Perkembangan zaman semakin menggeser dunia ke era lebih modern dari sebelumnya. Bukan hanya pada teknologi saja, tetapi dampaknya juga merasuk pada peradaban dan aktivitas agama manusia. Pengaruhnya pun berdampak pada strata atau kelas bawah, menengah, dan atas.

Kala itu, terik matahari mulai menyapa sang pagi. Debu-debu pun mulai ramai keliar di jalanan. Sebuah senarai dibuka dalam ruang diskusi layar. Bertajuk pada fenomena tersebut, agenda bedah buku Agama Kelas Menengah dengan tema “Mendayung Kesalehan dan Gaya Hidup” pun diselenggarakan.

Agenda ini dikemas dalam ragam acara INtalk Intras Publishing yang secara langsung digelar di zoom meeting. Diskusi ini turut dihadiri oleh tokoh-tokoh intelektual yang mahir di bidang keagamaan dan teori-teorinya. Digelarnya agenda ini tak luput dari kerja sama Universitas Islam Negeri Sunan Ampel.

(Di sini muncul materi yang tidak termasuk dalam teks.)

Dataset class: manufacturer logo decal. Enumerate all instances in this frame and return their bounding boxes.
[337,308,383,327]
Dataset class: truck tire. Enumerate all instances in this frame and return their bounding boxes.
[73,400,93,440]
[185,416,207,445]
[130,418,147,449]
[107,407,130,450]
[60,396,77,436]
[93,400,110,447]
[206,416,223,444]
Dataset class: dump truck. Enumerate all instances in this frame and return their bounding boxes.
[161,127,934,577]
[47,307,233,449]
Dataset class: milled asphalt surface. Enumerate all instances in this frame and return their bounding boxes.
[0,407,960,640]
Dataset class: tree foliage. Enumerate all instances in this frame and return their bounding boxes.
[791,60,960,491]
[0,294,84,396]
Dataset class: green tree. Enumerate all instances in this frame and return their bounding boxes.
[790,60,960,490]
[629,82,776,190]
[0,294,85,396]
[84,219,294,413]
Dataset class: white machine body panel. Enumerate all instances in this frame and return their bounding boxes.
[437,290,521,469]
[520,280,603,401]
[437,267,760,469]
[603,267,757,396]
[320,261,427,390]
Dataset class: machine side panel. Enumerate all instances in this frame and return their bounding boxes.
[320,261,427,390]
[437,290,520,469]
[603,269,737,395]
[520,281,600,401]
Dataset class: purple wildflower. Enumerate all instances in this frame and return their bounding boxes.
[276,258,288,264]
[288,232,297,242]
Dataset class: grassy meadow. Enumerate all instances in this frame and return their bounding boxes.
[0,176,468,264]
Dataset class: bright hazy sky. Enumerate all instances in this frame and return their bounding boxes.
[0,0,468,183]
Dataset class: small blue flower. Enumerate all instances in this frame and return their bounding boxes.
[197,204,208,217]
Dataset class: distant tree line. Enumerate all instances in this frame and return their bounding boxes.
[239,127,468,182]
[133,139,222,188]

Perwara mengawali agenda dengan basmalah, dilanjutkan dengan sambutan-sambutan, kemudian masuk pada acara inti. Abdul Rachman Sopyan, S.Pde., MH. selaku moderator pun dipersilahkan untuk mengambil alih. Kajian buku Agama Kelas Menengah mulai dibahas oleh sang penulis.

Dr. Rofhani, M.Ag., selaku penulis, menyampaikan kisi dari buku ini. Adalah bermula dari adanya fenomena unik yang marak terjadi di kehidupan manusia, terutama kelas menengah. Beliau mengamati keseharian para kelas menengah, mulai kegitan sehari-hari, ekonomi, hingga privasi.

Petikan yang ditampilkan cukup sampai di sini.